MPS truancy prevention study gives report card - WSFA.com Montgomery Alabama news.

MPS truancy prevention study gives report card

Shannon Caton discusses the truancy problem. Shannon Caton discusses the truancy problem.
MONTGOMERY, AL (WSFA) -

The report card is out on a pilot truancy intervention program the Helping Montgomery Families Initiative launched in 2009.

The program started after school leaders and some parents expressed concern over the alarming number of unexcused absences.

So, what's next?

"It's awful!" Montgomery resident Shannon Caton said. The rate of unexcused absences in the Montgomery Pubic Schools is alarming to her. "I live in a neighborhood where I see kids walking through the neighborhood at all times of the day," she explained.

During the 2010-2011 school year there were over 115,000 district-wide unexcused absences, a sharp increase from previous years. The mother of 10-year-old Kenni Murph, a student at Highland Avenue Elementary, says that's a serious problem.

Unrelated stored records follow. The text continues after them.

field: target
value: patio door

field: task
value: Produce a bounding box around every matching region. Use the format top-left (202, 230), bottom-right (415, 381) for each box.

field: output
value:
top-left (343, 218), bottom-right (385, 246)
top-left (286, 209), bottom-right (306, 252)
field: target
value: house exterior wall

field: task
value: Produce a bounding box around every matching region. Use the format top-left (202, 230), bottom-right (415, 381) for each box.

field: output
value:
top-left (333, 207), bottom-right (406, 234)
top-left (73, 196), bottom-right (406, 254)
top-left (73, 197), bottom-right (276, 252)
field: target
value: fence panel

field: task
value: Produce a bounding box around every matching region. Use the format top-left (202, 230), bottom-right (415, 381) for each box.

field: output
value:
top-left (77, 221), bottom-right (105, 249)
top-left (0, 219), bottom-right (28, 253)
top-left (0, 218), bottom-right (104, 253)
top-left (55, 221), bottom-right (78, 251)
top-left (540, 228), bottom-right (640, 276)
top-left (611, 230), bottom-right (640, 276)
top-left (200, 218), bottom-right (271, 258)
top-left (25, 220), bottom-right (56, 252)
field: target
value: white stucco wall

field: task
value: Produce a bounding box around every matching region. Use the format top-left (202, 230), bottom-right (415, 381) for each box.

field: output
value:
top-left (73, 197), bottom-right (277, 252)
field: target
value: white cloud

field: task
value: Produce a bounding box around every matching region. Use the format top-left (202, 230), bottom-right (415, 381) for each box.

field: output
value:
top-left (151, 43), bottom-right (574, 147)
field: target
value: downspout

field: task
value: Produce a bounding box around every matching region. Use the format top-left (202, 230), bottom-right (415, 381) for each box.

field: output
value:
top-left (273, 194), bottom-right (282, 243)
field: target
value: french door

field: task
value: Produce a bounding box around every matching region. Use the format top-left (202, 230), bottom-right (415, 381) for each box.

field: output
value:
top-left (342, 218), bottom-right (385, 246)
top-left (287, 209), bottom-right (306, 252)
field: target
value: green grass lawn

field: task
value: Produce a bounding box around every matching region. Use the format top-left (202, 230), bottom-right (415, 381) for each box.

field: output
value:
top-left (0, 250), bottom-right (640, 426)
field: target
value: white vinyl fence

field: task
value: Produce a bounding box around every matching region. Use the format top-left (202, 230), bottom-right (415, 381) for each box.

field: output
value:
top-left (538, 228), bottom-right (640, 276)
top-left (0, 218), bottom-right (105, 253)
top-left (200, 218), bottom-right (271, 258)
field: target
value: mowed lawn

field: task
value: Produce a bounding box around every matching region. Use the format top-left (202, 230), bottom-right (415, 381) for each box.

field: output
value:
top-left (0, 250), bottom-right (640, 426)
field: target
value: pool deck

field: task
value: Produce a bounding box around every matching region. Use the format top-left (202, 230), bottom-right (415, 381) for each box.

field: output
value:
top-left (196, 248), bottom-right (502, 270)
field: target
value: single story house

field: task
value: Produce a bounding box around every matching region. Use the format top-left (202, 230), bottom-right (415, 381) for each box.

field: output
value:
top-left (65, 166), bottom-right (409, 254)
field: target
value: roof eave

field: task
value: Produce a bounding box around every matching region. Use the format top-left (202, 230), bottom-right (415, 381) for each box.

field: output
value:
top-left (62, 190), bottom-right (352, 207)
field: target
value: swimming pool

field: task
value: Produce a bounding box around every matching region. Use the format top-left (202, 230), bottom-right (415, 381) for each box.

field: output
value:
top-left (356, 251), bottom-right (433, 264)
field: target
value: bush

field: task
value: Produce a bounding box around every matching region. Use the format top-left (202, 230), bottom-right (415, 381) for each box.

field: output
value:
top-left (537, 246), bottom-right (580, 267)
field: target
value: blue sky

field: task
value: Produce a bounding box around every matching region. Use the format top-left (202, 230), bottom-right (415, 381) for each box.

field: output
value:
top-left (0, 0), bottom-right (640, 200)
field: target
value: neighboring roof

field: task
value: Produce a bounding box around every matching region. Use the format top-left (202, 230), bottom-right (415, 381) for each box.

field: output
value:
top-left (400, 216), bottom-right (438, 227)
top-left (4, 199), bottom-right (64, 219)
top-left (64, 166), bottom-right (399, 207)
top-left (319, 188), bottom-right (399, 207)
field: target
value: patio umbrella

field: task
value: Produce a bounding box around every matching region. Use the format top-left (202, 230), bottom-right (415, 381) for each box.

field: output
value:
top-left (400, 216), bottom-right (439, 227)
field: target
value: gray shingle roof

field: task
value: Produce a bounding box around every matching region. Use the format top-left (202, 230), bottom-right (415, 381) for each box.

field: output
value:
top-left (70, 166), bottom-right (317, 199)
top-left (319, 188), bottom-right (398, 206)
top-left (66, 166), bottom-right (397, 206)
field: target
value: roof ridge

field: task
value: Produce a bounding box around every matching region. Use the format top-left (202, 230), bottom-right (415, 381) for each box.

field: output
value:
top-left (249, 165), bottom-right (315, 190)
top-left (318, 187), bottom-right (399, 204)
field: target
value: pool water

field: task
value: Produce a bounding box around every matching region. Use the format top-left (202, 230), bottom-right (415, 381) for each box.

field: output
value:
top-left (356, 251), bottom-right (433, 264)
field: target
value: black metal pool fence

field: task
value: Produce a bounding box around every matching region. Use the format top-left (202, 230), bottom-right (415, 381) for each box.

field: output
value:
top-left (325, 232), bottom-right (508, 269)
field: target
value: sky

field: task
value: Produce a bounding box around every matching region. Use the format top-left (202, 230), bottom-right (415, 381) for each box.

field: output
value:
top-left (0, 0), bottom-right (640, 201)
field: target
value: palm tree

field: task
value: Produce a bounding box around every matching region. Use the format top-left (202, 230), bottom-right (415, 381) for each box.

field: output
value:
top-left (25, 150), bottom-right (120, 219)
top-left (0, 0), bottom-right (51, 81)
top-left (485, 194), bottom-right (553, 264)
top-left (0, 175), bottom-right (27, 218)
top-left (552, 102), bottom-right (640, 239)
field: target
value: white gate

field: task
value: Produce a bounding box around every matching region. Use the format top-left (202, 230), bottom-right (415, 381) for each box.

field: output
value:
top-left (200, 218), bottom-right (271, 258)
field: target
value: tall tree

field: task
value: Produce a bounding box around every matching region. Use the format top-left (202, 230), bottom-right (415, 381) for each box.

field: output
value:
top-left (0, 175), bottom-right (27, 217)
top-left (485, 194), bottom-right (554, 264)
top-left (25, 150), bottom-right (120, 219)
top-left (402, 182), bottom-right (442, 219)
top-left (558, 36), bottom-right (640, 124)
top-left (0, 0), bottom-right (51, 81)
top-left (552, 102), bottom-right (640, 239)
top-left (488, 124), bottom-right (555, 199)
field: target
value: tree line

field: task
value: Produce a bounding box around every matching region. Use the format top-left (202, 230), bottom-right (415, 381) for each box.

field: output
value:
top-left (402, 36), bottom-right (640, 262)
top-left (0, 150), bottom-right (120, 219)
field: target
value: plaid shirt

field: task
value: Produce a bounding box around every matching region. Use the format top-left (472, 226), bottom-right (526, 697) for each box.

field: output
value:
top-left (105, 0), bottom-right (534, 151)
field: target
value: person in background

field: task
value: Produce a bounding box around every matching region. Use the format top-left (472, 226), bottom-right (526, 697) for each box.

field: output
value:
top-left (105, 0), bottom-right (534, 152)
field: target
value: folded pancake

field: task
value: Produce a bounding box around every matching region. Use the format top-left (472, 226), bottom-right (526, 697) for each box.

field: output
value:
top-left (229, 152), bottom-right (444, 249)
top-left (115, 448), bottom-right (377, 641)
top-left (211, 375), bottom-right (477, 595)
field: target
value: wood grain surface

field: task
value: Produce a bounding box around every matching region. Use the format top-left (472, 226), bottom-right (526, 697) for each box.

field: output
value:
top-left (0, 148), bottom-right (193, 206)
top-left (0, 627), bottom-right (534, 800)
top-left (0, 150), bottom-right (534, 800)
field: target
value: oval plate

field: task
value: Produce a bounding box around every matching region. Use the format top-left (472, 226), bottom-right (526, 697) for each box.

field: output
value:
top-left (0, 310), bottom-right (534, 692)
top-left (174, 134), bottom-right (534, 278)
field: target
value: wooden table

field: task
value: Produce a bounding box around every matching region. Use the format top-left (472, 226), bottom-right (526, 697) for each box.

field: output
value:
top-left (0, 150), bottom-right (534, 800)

"Whenever kids aren't in school, they're creating problems somewhere else," Caton believes.

"We know children not in school, could end up in court and I don't want to see that," Montgomery County District Attorney Ellen Brooks said. That's why she's touting the success of the truancy intervention program.  "This is the truest crime prevention I know," according to the DA.

Last year, Davis and ED Nixon Elementary schools and Bellingrath Middle were test sites. The results showed a 26 percent decrease in unexcused absences at Davis and a 36 percent drop at Nixon. Bellingrath saw a slight increase of almost three percent.

Since the program's implementation, over 600 attendance alert letters have been sent home and nearly 50 truancy affidavits have been filed on parents, students and guardians, many ending up in court.

"And I got sent a letter from her school saying your child has an unexcused absence. But she's out maybe three days a year. But I have a real issue with people not knowing where their kids are," Caton explained.

The next step for this program is to expand from three schools to eleven.

Funding is an issue with the expansion. Brooks says the city, county and the now the school board are pledging commitment to this program.